I am surprised by Mr Han Fook Kwang’s article (“Relooking leadership renewal in Singapore“, Aug 28).
He, of all people, should know that the process by which we choose prime ministers is anything but “opaque”. He has worked on many books with Mr Lee Kuan Yew, and heard Mr Lee describe in detail leadership succession in the People’s Action Party (PAP).
We scour the country to find able, honest and committed people to field in elections. Possible candidates go through a rigorous vetting process. This begins the day after every general election.
The most promising among every cohort of MPs are then brought into government. They work with senior ministers, and are tested and stretched in a range of portfolios. In the process, they become confident in their roles and gain the trust of the people.
As with both ESM Goh Chok Tong and PM Lee Hsien Loong, the next prime minister will be chosen by the next generation of leaders from among themselves. If all goes well, they will make this choice by consensus. Older ministers, including the current PM, will stay out of the deliberations. This is as it should be, for it is the younger ministers who will have to work with the new PM and help him succeed.
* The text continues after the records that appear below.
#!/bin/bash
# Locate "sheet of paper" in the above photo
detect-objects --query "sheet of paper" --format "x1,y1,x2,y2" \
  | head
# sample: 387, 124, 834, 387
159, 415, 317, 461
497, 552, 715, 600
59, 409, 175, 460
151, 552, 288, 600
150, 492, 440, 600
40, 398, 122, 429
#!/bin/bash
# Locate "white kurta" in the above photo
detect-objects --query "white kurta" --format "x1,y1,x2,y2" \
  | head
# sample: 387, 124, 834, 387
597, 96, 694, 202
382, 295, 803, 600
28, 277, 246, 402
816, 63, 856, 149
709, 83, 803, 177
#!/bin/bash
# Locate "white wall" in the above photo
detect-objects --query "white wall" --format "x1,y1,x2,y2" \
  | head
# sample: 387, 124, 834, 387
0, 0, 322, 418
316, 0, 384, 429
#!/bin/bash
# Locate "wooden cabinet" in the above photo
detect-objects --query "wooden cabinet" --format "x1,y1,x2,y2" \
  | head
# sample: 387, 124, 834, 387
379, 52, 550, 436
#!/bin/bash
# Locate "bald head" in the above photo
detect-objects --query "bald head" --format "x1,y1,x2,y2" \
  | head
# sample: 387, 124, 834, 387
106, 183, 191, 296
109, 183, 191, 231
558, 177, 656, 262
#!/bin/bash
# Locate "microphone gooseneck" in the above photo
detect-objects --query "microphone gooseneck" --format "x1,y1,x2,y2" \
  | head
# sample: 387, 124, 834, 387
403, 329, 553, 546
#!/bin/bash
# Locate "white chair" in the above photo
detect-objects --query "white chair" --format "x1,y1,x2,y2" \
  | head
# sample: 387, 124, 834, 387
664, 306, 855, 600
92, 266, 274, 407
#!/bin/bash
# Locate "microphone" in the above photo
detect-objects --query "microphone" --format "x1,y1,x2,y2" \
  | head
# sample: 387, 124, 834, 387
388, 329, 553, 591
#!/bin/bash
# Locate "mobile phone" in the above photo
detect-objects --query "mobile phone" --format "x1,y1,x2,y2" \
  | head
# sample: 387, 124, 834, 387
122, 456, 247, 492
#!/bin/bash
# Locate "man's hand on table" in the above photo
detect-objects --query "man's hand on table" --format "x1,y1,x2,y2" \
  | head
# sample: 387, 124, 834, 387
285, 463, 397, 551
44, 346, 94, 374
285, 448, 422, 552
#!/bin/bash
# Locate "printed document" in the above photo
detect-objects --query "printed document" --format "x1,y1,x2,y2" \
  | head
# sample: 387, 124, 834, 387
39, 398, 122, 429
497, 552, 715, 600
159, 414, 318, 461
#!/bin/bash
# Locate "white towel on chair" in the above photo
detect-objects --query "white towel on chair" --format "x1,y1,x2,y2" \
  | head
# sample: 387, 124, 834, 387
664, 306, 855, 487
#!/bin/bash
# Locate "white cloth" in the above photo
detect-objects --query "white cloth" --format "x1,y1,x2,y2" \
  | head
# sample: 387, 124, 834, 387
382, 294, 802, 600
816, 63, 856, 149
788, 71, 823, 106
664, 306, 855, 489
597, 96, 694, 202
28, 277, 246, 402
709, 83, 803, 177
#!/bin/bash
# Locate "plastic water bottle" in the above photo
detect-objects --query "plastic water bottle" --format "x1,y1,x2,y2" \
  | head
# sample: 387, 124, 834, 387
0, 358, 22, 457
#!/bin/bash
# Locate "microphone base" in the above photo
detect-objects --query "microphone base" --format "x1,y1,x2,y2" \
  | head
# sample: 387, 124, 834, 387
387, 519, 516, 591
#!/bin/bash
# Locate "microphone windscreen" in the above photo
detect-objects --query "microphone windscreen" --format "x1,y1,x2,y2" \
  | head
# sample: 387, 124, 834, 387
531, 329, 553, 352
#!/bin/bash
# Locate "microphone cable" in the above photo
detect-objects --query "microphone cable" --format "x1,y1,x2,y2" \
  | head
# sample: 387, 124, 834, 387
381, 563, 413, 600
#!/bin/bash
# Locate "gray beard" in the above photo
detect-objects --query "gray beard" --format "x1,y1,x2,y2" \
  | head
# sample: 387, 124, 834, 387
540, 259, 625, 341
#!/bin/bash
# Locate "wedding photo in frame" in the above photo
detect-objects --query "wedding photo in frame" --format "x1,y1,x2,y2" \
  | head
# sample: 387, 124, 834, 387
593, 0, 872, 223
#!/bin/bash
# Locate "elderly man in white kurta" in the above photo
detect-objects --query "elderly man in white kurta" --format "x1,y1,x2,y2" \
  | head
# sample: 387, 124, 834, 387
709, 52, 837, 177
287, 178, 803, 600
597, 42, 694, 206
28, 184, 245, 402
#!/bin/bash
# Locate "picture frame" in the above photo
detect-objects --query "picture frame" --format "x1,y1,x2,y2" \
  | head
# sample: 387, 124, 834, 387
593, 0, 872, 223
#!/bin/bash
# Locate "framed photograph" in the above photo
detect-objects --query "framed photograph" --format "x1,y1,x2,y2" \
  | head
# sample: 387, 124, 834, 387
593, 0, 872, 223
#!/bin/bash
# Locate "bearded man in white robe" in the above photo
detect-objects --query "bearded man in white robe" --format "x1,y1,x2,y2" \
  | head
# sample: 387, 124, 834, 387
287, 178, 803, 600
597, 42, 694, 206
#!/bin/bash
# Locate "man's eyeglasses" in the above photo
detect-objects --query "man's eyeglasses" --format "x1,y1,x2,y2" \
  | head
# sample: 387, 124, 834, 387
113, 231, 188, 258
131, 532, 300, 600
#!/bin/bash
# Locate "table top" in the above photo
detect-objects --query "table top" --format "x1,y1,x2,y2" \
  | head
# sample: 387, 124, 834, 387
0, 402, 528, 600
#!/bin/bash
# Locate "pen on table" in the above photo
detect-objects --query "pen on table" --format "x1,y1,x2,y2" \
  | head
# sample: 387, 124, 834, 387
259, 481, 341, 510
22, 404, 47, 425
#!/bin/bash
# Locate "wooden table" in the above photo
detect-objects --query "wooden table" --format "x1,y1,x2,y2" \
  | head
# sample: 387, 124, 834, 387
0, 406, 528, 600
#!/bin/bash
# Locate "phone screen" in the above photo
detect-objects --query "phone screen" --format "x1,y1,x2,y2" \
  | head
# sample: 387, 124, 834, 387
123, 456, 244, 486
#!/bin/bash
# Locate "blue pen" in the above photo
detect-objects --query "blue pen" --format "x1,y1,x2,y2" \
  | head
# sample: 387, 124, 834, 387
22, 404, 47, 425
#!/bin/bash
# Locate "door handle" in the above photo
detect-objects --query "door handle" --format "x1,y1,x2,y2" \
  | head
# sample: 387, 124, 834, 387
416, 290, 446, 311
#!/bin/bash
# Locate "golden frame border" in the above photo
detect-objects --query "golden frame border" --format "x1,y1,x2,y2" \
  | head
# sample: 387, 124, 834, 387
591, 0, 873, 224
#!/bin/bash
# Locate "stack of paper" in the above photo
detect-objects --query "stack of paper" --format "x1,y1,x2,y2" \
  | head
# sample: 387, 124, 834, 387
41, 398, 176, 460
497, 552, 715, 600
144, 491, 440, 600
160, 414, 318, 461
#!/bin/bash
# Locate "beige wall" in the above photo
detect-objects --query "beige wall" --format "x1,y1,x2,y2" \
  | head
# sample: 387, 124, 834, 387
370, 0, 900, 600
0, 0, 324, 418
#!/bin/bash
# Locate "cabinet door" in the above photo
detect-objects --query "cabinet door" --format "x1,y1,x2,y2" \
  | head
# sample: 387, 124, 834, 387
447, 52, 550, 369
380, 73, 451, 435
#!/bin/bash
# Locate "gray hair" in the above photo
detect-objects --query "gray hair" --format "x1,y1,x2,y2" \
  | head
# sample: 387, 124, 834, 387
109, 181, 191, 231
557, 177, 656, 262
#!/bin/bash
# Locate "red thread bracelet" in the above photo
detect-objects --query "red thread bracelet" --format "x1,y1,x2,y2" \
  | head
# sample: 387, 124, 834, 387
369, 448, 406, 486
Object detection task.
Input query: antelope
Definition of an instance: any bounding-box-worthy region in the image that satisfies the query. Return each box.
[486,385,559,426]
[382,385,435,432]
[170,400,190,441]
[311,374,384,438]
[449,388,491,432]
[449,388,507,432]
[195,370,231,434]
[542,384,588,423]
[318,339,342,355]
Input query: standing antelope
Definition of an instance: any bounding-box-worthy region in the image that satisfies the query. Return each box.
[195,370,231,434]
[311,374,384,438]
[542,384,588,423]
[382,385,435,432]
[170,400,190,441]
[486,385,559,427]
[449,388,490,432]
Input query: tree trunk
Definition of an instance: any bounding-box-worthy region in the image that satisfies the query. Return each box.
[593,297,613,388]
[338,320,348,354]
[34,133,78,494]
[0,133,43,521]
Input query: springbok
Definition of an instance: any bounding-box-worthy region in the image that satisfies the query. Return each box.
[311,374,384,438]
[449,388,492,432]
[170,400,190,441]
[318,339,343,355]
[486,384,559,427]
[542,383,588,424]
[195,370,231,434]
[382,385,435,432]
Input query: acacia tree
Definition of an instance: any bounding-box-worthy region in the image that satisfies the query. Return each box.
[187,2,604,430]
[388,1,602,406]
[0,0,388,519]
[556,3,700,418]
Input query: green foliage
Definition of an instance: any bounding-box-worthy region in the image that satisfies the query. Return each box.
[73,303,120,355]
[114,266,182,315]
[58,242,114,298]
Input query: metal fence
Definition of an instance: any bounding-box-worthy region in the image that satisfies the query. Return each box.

he new leader will also have to be elected into the PAP’s Central Executive Committee, and become the party’s secretary-general. And constitutionally, the Prime Minister must enjoy the confidence of the majority of Members of Parliament. This means he must have support of the party cadres as well as the parliamentary party. And he will not have either if he fails to unite Singaporeans and win elections.
Australia has had five prime ministers in five years, with three of the four switches due to intra-party feuds. In the United States, the major parties choose their presidential nominees through a prolonged, prodigiously expensive and deeply divisive process. And in Britain, the Conservative Party has just had a brutal contest for a new leader, while the Labour Party is in the throes of yet another internecine struggle to determine the fate of its current leader.
We are lucky to have had leadership cohesion over five decades, across three generations. The shared sense of purpose among ministers, and the consciousness that becoming PM is a responsibility to be borne and not an ambition to be sought, means the ruling party is not riven by factions.
Why would we want to exchange this calm and rational process for periodic political bloodlettings that leave deep and lasting wounds, both within the party and the body politic?
• Mr Khaw is chairman of the People’s Action Party. He is Coordinating Minister for Infrastructure and Minister for Transport.